Poolin and Bitmain have been locked in a fierce legal battle since 2019. In 2017, three former employees of Bitmain-owned mining pool BTC.com, Pan Zhibiao, Li Tianzhao, and Zhu Fa, left the company to launch their own mining operation, Poolin, which quickly became one of the world’s largest mining pools by total hash rate.
Soon after, Bitmain accused the three of violating a non-compete agreement - which disallowed any former employee from entering a business that directly affected Bitmain’s operations and profits - and launched a legal case.
At the time, Bitmain claimed a total of $4.3 million from Poolin to compensate for alleged damages to the profitability of BTC.com. Later, as the case continued, Bitmain’s lawyers revised the alleged damages to $10 million each from the three Poolin co-founders.
The lawyers argued that the Poolin’s mining pool activity accounted for over 30% of the market share during the period of the trio’s non-compete and demanded an amount proportionate to the projected revenues, which allegedly totaled $30 million.
In response, Poolin’s lawyers countered that Bitmain’s market share had severely declined during the time period in question.
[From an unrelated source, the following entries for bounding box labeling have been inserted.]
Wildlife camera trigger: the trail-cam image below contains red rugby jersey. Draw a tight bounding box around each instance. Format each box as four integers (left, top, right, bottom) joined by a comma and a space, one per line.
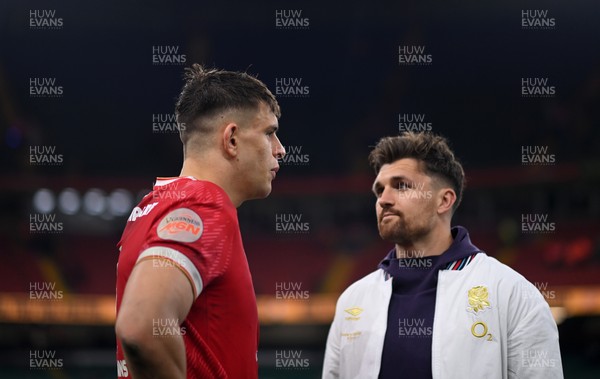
117, 177, 258, 378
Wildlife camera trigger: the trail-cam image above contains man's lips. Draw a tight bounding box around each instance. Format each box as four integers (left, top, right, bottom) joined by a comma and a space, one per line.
271, 166, 279, 179
379, 211, 400, 221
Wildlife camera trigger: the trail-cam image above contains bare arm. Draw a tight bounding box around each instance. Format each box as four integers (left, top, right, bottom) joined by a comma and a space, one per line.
115, 257, 194, 379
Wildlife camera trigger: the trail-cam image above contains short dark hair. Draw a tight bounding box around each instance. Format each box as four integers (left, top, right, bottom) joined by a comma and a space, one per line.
369, 132, 465, 211
175, 63, 281, 144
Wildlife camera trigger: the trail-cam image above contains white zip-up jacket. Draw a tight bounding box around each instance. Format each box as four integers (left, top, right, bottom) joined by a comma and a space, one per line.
323, 253, 563, 379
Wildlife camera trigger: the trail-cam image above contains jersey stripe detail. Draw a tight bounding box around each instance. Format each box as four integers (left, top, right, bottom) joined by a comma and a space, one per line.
136, 246, 203, 300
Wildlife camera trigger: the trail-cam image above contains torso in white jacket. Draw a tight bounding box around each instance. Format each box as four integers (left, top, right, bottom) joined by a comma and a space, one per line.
323, 253, 563, 379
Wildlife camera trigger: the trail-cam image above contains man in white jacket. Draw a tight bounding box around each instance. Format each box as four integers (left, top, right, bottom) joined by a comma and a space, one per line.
323, 133, 563, 379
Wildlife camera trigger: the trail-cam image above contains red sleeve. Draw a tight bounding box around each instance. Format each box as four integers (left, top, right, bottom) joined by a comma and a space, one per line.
137, 202, 236, 298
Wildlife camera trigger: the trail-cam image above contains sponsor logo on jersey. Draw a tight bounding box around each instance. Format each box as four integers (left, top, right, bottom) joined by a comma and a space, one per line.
127, 202, 158, 221
156, 208, 204, 242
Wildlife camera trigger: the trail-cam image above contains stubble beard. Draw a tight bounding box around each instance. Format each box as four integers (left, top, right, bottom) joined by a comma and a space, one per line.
378, 214, 430, 246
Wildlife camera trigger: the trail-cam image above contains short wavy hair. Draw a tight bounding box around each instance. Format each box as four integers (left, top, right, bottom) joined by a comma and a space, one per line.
369, 132, 466, 211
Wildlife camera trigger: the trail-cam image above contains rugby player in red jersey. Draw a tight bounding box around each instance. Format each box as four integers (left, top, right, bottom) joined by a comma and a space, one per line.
115, 64, 285, 379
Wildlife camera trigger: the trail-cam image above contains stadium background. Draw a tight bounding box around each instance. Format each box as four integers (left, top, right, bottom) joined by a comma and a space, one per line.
0, 0, 600, 379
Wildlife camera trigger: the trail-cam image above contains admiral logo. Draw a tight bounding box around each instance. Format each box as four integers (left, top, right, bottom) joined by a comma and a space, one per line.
29, 78, 64, 97
29, 9, 63, 30
467, 286, 491, 314
29, 350, 63, 370
275, 350, 310, 370
398, 45, 433, 66
521, 146, 556, 166
398, 113, 433, 133
521, 213, 556, 233
275, 78, 310, 97
521, 78, 556, 97
398, 318, 433, 337
117, 359, 129, 378
521, 9, 556, 30
152, 113, 185, 133
152, 45, 187, 66
279, 146, 310, 166
127, 201, 158, 221
275, 9, 310, 30
157, 208, 203, 242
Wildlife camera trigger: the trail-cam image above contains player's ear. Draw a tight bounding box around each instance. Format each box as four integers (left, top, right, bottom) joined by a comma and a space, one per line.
437, 187, 456, 214
221, 122, 240, 157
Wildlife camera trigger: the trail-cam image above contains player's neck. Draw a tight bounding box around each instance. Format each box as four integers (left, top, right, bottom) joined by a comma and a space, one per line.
396, 226, 454, 258
179, 158, 242, 208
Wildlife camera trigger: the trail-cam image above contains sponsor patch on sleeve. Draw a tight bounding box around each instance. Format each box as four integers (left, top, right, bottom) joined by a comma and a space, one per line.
156, 208, 204, 242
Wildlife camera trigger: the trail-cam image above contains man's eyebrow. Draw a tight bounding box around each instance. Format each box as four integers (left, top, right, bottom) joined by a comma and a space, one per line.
371, 175, 410, 192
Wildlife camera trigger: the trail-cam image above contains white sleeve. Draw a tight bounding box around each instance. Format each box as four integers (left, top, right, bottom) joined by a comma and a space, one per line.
323, 300, 341, 379
507, 280, 563, 379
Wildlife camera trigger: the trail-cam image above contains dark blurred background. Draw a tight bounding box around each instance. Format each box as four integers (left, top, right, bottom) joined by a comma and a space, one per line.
0, 0, 600, 378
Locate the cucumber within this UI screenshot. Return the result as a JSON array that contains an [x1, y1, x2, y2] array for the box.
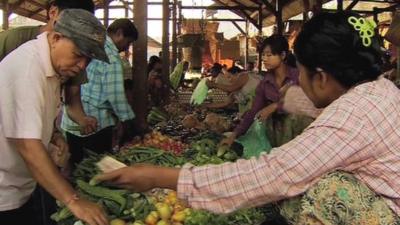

This would mean that even if Poolin had not existed, Bitmain likely wouldn’t have been able to generate $30 million in revenue, as other rivalling pools would have taken the former mining giant’s share of the market.
In August, the Chinese court agreed with Poolin’s argument, adding that Bitmain had further failed to provide sufficient evidence for its alleged business losses. As per the court filing, Bitmain was subsequently denied its $30 million claim for damages.
However, the court did side with Bitmain’s appeal for increased fines for the Poolin co-founders. As a result, Zhibiao, Tianzhao, and Fa are now liable to pay a fine of $200,000, $178,000, and $154,000, respectively.
The revised fines are still higher than a judgment passed by the lower-level Beijing Haidian District Court in April, which required a lower fine at the time.
Rivals gaining market traction is another concern for Bitmain, said Thomas Heller, Chief Operating Officer of Bitcoin mining and media firm Hashr8. “These ongoing legal battles are a distraction for Bitmain. From a product and sales perspective, MicroBT has already caught up to and surpassed Bitmain, and MicroBT's professionalism will allow them to continue to do well,” Heller told the BTC Times.